Tuesday, April 13, 2010
An Encounter with Chantal's Vision
Eclipse has done it again giving the world introduction to another filmmaker who deserves recognition. I should probably already have been acquainted with Chantal Akerman, a Belgian has developed quite a body of work in the last forty years or so, but somehow her work has eluded me.

Chantal Akerman in the Seventies contains five films on three CDs. I have so far seen the first one that features three films from her time in New York in the early seventies. Le Chambre consists of a thirteen minute tracking shot of an apartment and Ackerman on her bed. It is the kind of experimental film that many film students have created over the decades, but there is enough assurance and surprise in it, that it is not simply superfluous exercise. Hotel Monterey is an hour's worth of silent images that explore a run down Manhattan Hotel ala Chelsea. The quality of the images in Monterey and their continuity structure (we go from the lower floors to the roof) maintain interest for the viewer, particularly one who is going to engage with such a work.
News from Home is the longest and most intriguing of the films on the first disc. Letters and the two shorter films benefit exceptionally from the camera work of Babette Mangolte. The last time I saw such lovely saturation in colors in urban photography was the work that Robby Muller did for Wim Wenders in films like Paris, Texas and The American Friend. Mangolte's images of New York, particularly at dawn and twilight are stunning, but mostly in a quiet way.

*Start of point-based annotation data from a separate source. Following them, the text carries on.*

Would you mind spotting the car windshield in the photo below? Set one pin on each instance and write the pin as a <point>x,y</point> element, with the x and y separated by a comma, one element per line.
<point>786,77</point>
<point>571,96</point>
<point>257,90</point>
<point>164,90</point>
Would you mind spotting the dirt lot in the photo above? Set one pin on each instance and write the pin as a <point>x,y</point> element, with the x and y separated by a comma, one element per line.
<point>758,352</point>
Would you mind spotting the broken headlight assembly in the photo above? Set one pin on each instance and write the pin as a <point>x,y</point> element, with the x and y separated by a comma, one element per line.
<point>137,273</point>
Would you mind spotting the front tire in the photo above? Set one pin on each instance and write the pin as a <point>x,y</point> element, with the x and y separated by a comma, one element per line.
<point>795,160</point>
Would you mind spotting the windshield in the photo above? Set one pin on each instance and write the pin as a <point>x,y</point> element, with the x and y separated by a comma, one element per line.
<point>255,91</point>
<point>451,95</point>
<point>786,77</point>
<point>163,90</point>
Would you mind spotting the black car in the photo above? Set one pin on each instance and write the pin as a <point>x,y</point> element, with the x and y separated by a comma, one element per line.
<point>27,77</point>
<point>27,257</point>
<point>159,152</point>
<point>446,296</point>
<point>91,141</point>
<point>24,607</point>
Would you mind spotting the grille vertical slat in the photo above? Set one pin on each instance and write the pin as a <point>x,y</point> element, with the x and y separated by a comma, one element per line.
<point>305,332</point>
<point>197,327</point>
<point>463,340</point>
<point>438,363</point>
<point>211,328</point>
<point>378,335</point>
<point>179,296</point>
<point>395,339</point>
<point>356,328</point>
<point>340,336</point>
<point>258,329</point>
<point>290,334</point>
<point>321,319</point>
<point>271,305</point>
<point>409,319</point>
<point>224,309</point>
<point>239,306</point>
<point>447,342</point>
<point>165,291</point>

Letters is filled with long takes. There are several low angle shots of alley ways and abandoned streets. The camera is also placed in the subway systems and street corners where we see the comings and goings of city inhabitants. This is not Koyaanisqatsi. There is no Philip Glass music, only natural sounds and occasionally Akerman reading letters from her mother. The letters draw the viewer in with pieces of information about her family and insights into their relationship with her. There is something universal and haunting about a mother's words coping with the geographical distance and adult passage of her daughter that is universal. And something about these personal words that contrast well with the images of the city and its various rhythms.Additionally, Akerman in News has serviced posterity with an amazing time capsule of how urban seventies looked and felt. There is one particularly long tracking shot traveling that was like time travel for me.
But most profoundly, there is the film's final shot taken on a foggy day apparently from a New York ferrry. As is the case throughout News, this take is long and interupted but the last decade gives the shot an added poignancy that the filmmaker could not have predicted or intended because there are two large structures on the left side of the island that are not with us anymore.
My queue will soon see the inclusion of the other Akerman Eclipse films and I am intrigued to see how this artist's experimental film aesthetic was incorporated into her fiction films. I am sure that it this was executed in all kinds of intriguing and beguiling ways. Afterall the type of films on the first disc explore time and structure close to the DNA of cinema. And Akerman's bios often mention that she decided that filmmaking would be her fate after she saw Godard's Pierrot le fou at fifteen years old.